Have you seen the news about people getting scammed by their so-called business partners? I have heard a lot about this case in the past years, which disheartened me. Seeing others getting cheated and losing their life savings because of it, I somehow become skeptical. However, as I continue to grow in my personal and professional life, I learned that I could prevent such from happening. It really pays when you continue to learn and equip yourself. 

Before starting a business partnership or a joint venture, all parties involved should be on the same page to avoid future conflicts. Besides the financial aspect, there are other essential things to be considered.

For me, it is vital to find out your prospective partner’s goals or mission first. Check if your mission or goals are the same or similar to that of your prospective partner. Not knowing about each other’s goals may lead to a conflict of interest and dissatisfaction. It is also essential to understand why that person is doing it – is it for personal gain, or is it for service? If your mission is to serve others, it would be best to work with people who have the same heart. 

It is also equally important to check the values and ethics of the person if it is similar to yours. Regardless of the kind of business you are in, you should do it to make other people happy or make their lives better. Thus, it would be best if you were doing business conscientiously. If you are to venture into such with another party involved, it only fits to check if they value integrity over income the most.
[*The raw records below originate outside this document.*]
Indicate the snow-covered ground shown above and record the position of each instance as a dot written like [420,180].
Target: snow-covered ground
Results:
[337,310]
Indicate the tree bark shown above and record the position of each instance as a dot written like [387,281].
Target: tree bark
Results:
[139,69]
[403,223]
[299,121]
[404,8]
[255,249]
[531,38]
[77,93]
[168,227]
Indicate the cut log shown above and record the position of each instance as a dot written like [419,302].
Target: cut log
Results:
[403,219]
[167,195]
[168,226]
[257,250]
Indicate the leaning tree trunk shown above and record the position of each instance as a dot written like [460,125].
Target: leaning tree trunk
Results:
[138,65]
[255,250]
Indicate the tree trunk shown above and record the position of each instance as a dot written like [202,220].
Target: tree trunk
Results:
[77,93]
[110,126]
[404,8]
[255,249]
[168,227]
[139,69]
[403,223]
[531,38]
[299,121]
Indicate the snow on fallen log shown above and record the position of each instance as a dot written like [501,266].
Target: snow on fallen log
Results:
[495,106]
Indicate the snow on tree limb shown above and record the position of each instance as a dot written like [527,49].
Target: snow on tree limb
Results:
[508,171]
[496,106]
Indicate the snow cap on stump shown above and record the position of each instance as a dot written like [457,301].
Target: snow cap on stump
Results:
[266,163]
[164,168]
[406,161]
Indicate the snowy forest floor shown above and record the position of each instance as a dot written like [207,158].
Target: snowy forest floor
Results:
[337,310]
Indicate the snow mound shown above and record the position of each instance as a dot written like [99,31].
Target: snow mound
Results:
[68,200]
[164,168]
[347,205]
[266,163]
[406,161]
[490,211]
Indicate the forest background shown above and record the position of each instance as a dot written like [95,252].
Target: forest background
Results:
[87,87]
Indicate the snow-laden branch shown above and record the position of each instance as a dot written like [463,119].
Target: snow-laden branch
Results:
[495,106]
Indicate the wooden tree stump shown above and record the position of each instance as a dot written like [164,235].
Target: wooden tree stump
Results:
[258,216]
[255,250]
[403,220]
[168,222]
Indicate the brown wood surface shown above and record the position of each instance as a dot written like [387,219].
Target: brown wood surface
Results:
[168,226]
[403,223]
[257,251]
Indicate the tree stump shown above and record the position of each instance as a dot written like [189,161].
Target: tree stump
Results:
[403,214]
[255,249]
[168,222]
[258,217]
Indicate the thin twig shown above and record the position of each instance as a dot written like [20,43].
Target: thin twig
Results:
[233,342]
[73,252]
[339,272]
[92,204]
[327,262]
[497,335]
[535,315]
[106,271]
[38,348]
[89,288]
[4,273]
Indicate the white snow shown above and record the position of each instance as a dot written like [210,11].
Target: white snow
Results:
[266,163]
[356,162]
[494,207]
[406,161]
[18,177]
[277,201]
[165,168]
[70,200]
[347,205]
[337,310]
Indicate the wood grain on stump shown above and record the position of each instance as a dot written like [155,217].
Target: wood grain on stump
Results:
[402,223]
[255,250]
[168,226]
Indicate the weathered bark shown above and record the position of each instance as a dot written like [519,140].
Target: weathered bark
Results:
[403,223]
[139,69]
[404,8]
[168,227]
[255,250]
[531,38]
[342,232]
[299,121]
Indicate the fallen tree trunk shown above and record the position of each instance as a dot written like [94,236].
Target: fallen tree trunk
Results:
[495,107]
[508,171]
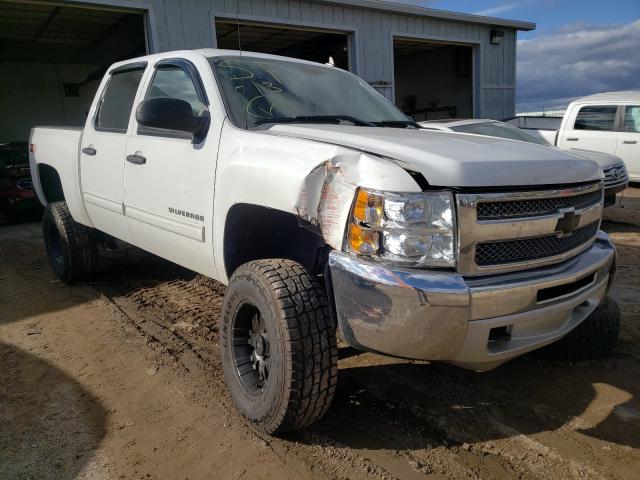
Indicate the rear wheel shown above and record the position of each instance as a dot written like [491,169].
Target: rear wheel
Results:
[70,246]
[278,345]
[595,337]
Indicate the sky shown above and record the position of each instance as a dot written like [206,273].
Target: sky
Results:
[579,47]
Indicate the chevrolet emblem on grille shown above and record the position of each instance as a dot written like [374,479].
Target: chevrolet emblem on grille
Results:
[567,223]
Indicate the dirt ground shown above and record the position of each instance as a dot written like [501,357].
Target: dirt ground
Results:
[121,378]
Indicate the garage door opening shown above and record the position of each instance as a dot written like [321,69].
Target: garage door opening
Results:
[313,45]
[433,80]
[52,58]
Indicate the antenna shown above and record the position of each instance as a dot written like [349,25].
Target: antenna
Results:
[241,62]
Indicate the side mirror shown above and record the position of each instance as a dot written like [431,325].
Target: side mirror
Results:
[172,114]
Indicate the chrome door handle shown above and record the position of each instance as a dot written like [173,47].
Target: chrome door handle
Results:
[136,159]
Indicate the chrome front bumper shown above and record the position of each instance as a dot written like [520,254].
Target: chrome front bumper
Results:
[477,323]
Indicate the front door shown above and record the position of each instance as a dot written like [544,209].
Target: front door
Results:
[629,141]
[169,179]
[104,141]
[591,128]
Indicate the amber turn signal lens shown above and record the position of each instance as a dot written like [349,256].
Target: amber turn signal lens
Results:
[363,241]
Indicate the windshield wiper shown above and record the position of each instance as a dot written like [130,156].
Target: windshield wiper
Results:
[397,124]
[318,119]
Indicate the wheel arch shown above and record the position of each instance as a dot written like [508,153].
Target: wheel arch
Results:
[50,183]
[254,232]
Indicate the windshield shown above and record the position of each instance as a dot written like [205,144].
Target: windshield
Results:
[498,129]
[266,90]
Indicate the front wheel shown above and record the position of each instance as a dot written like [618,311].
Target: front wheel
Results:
[278,345]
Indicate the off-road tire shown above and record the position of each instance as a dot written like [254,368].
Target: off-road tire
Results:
[595,337]
[302,345]
[70,246]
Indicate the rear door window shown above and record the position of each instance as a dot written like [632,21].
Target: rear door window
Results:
[632,119]
[596,117]
[117,100]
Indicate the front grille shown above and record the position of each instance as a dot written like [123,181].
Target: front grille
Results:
[499,253]
[535,207]
[615,176]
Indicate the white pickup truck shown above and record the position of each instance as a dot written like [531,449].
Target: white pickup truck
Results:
[322,206]
[605,122]
[614,169]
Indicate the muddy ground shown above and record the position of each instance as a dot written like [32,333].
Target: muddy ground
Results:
[121,378]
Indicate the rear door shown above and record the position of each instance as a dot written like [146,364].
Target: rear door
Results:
[103,145]
[628,147]
[169,179]
[591,127]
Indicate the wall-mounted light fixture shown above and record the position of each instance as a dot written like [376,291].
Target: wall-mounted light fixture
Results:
[496,36]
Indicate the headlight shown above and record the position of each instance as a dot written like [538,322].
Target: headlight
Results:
[415,229]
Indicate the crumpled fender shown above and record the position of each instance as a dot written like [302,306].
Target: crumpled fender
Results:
[328,191]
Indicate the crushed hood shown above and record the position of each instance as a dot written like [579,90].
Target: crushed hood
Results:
[605,160]
[454,159]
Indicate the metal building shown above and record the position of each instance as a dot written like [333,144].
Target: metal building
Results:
[431,63]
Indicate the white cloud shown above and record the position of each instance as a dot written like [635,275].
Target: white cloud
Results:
[577,60]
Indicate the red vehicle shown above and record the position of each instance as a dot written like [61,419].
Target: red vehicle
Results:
[16,188]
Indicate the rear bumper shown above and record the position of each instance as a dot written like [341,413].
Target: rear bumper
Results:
[477,323]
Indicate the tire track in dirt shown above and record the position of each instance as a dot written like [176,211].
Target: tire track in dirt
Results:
[403,420]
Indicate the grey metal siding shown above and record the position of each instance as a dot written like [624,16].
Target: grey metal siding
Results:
[191,24]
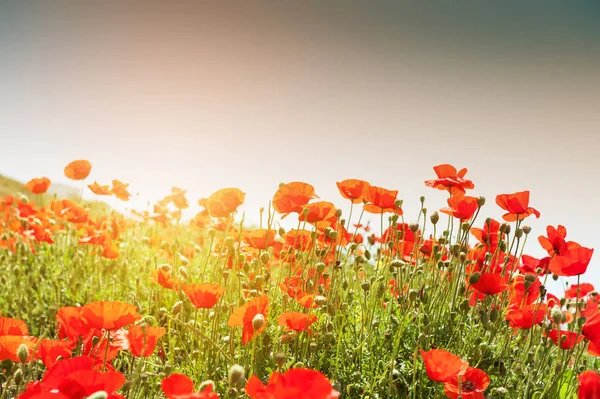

Not securing this aspect before diving into the partnership will possibly compromise your business or your morality in the future. 

So here are the questions you should ask your prospective partner before deciding to collaborate or partner up:

  1. Why do you want to partner with me?
  2. What is your goal?
  3. What is your mission in life?
  4. What is your definition of success?

Their answers to these questions will give you an idea of the other parties’ priorities, preferences, and values. 

Even people who belong in the same family or group of friends have different goals and values, so we should not use kinship or affinity as bases when venturing into something crucial, such as business, with someone. In fact, if that partnership does not work because of the differences you have, it will ruin both your business and your relationship with each other. Therefore, we have to be practical and decide wisely. 

Do you agree with this?



(Photo by Savvas Stavrinos from Pexels)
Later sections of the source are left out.